To mitigate this void, I’ve now engaged with fabrics and textures from clothing and silhouettes from our furniture at home. Pillows get wrapped with sweaters, rugs are pulled from other rooms to my workspace, draperies are moved to allow for light and furniture is constantly being rearranged. As I share my screen during video sessions, I watch my home reflected within the meeting in progress. In this on-screen mirror world, I slip into project design mode, sifting through proposed passage clearances, furniture groupings, fabric balances and merchandising arrangements. Will the nubby wool from that sweater or the smooth silk of the drape provide enough comfort and cleanability? What’s the right mix of raw metal and smooth wood I could adapt from those bookcases to showcase product best? How many picture frames or accessories on a shelf versus those vertical piles of books? Each little lesson learned brings me back to focus on the project and gives an innate sense of happiness knowing the inspiration came from the home I’ve created with my husband.

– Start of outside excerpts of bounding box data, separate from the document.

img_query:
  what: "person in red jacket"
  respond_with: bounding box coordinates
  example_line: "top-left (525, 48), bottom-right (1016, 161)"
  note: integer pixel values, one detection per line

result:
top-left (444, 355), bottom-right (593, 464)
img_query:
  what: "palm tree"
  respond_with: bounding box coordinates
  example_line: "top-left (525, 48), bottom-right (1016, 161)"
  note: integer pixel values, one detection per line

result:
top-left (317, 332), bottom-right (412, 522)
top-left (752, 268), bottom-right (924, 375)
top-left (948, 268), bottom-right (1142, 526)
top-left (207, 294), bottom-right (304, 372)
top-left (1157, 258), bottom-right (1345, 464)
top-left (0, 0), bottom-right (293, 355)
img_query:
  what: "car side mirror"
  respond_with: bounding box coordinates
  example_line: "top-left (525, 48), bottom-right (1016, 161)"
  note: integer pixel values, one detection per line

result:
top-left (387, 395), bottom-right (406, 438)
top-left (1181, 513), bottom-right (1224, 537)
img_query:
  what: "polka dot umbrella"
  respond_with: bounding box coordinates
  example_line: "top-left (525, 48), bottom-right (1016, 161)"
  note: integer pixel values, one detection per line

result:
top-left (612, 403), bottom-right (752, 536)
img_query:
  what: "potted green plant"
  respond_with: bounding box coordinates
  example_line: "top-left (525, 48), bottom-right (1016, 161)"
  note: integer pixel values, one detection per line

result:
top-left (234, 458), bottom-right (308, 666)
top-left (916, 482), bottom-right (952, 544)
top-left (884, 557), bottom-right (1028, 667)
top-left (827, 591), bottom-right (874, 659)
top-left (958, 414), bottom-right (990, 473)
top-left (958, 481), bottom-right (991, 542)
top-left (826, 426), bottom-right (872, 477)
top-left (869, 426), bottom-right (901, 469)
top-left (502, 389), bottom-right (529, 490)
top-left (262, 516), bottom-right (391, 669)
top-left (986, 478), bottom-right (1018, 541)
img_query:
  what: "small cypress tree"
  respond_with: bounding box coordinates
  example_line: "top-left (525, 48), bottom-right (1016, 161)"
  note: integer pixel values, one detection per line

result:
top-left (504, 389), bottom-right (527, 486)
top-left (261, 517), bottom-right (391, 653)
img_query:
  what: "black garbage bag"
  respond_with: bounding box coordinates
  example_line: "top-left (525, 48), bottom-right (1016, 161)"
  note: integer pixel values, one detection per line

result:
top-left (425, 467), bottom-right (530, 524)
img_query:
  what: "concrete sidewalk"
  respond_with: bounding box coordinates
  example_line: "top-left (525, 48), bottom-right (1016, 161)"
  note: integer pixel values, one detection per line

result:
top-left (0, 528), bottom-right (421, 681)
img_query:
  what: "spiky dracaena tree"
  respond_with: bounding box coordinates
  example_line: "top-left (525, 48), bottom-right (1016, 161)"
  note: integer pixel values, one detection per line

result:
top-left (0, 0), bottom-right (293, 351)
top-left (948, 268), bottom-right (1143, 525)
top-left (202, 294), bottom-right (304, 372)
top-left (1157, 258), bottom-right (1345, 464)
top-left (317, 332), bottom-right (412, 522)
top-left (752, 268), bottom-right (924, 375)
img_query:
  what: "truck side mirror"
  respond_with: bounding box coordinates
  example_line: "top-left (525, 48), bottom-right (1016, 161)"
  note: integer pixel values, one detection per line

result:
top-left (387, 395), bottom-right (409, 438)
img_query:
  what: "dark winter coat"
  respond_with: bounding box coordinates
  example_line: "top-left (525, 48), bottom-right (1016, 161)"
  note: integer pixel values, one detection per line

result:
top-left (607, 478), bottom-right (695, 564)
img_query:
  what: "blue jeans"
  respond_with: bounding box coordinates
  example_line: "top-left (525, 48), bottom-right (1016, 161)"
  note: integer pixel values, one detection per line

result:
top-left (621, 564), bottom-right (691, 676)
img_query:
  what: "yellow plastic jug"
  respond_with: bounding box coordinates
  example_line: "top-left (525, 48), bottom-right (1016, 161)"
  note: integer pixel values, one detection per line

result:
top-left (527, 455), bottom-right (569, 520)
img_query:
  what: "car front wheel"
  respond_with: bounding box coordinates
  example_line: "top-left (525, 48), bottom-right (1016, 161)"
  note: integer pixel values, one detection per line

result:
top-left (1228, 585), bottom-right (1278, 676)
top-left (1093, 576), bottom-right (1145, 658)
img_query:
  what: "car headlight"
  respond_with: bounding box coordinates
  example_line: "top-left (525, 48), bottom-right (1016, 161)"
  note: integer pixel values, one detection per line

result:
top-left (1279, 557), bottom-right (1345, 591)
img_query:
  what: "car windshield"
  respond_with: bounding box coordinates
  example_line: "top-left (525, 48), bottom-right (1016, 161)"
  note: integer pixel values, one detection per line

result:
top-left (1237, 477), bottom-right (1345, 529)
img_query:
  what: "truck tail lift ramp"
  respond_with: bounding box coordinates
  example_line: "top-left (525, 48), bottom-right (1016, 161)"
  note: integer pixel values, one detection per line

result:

The same passion that moves me to storytelling in merchandising has extended throughout the house. I find myself creating vignettes of these new materials and elements in various places, from the pantry closet to the laundry room—and now through both the closets of myself and now those of my husband. Although initially bemused, he has gracefully accepted that I’ll consistently remerchandise every rail, drawer and shelf on a weekly basis. This outlet serves to challenge myself to create a positive message that I can translate into projects—from folding techniques, to colorization, to belt-knotting, I strive to make our collections look exactly like a perfect product assortment.
Every spring, when I present a roundup of dynamic new retail spaces across the city for major tradeshows, I’ve noted consistently the experience-driven retail spaces that blend hospitality and residential elements. These retailers are driving business forward, and although many are digital natives branching into physical space, quite a few are not. The commonality of both groups is that they each seek to create powerful experiences that celebrate customer engagement in comforting, purposeful environments. I find myself reflecting the same message throughout my home, with each decorative element arranged and well-lit, with a story to be romanced and sold, and then wrapped, packaged and taken home by a thoroughly enraptured customer.
I think it is working. When he opens the closet doors, my husband consistently remarks upon some element of his wardrobe as if he’s discovered something new. The salesperson within me smiles as I tell him the story of where we were when we first bought that particular piece and then ask, “Would you like to try that on? I think it may be available in your size.”